On Tying Up the Donkeys on the Round-Pen Rail While Waiting for the Trailer to Come to Take Them Away
Then loading them in so effortlessly it seemed like a piety and following the transport north on its 2-hour journey worrying they felt as I did and that this was not anthropomorphizing but the knowledge that donkeys love too and driving over the open space K. called Kite Hill and not seeing the White-Tailed Kite at the crest hovering distinctly in place and instead my heart beat-hovering over this time searching for its own food and how on this long drive from home we travel through wetlands that Donkey will never see and how uniquely she and I have always moved together and how the Lesser Sandhill Crane flies over and then north and even I can identify this spirit by its long neck and hanging feet and slow-quick beat of flight and though I am generally not prone to visions I imagine this bird as K. and remember how she had released healed raptors onto the mountain lured with freedom and dead rats and my wild-self feels the tug of expulsion and my magnetic north moves once more.

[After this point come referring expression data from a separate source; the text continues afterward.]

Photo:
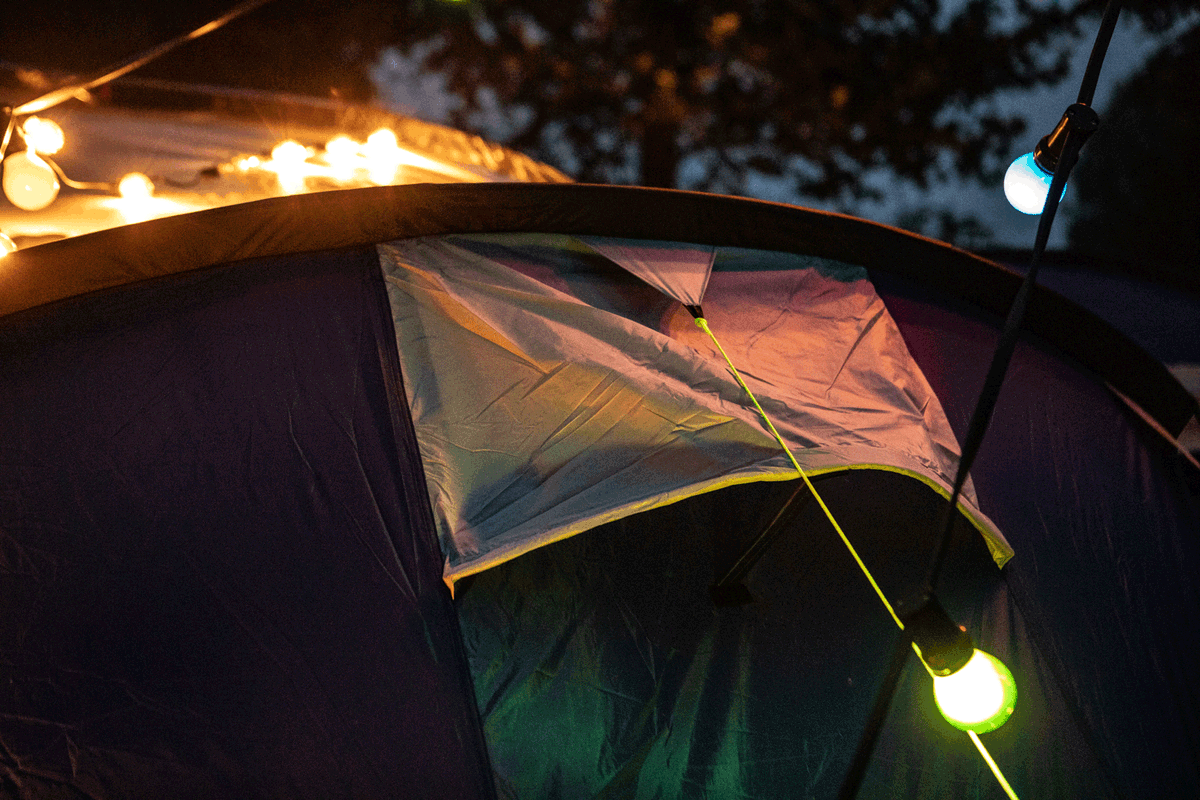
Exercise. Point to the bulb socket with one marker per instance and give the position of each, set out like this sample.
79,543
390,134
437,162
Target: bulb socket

On Being at Home and Folding the Clean Eye-Cloths for the Donkeys
Then smelling the cloths without their scent and the absence feels immense and wishing my hands will smell forever of donkey and hoping my every touch tells them when you’re gone I hope I need you more than you’ll ever need me and remembering K telling me I wish I had met you years before and we could have trained Donkey to be ridden and gone up the mountain together and I pointing out to her that I had come when Donkey had come and that there were no other years and I thought how we’ve been training for death and how death demands solitude and I sit to write K. a letter and remember that I didn’t know it would be too late and staying quietly in my room like a child without supper.
Jacqueline Hughes Simon is a poet, hand-sewn bookmaker and Letterpress operator and artist. She received her Master of Fine Arts in poetry from Saint Mary’s College of California. Her writing has appeared in the The Cortland Review, El Portal, Mudlark, Stirring, The Rail, Tupelo Quarterly, and others.
Jacqueline was, until recently, a volunteer and board member of an environmental education non-profit, where she worked with and trained donkeys and is now pursuing certification in large animal massage. Which, in her opinion, constitutes the most interesting thing about her.